Feb 26, 2006
PS3 Woes and IBM’s Octopiler
Sony’s PS3 is supposed to be out this spring, but there seems to be several issues that may hold them back. Of course, Sony isn’t backing down from their date just yet…
First is cost. The financial people are saying that each box is going to cost over $800 at launch. OUCH!
Second seems to be the IBM Octopiler, better known as the software that is supposed to tame the beastly Cell Broadband Engine. See, most programs that run on the PC that you are reading this on, or even that run on gaming consoles are written in some kind of high level language (like C++, Java, etc.). This language is then turned into a program that you can execute by a “compiler”. In very simplistic terms, it turns the human readable source code language into the 0’s and 1’s (binaries) that your computer can read and understand.
Well, the Octopiler (multiple armed compiler…) is much more ambitious. Even its headline is complicated – “Supporting Single Instruction Multiple Data (SIMD) and Heterogeneous Parallelism Automatically!” Huh?
Well, for those of us who DON’T think in 0’s and 1’s – basically that means that the Octopiler is going to put out binaries that are already optimized for multiprocessor and massively multiprocessor systems.
What’s the wow factor? That just isn’t being done today.
And you say: “But I know that there are computers with 2 CPU’s in them, and they even have DualCore CPU’s now, with two processors on a single chip. There is nothing new in that…”

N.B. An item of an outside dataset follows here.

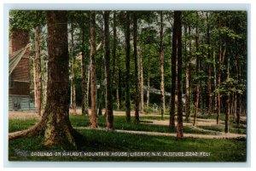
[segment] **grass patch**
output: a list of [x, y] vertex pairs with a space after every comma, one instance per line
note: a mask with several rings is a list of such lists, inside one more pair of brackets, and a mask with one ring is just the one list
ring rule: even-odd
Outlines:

Oh, but there is. See, in today’s world, most of the heavy lifting of using multiple processors is left to the OS – a huge beefy chunk of code that needs to be BETWEEN the program you want to run and the multiple processors that will actually do the work. If an application is written to be multi-threaded (meaning it spawns off multiple little processes of data crunching), then the OS can hand off these multiple processing threads to multiple CPU’s. The program itself doesn’t think about multiple processors – it leaves that to the OS. And, people write multi-threaded code for many reasons – not just this benefit when running on a dual processor machine.
Well, the Octopiler is set to change all of that. It is intended to be the next level of compiler – one that can take a sequential program that’s written to a unified memory model, and output binaries that BY THEMSELVES make efficient use of beefy multiprocessing systems like Cell’s.
The closest analogy I can think of is this:
Task
Say you need 16 items, 2 each from 8 different stores. Your spouse has to follow your plan for a shopping trip and they have to be back home by 5pm with everything purchased.
Today’s Compiler
You are today’s normal compiler, the task is your source code, your spouse is the CPU and the goal is to have all 16 items in your house as quickly as possible.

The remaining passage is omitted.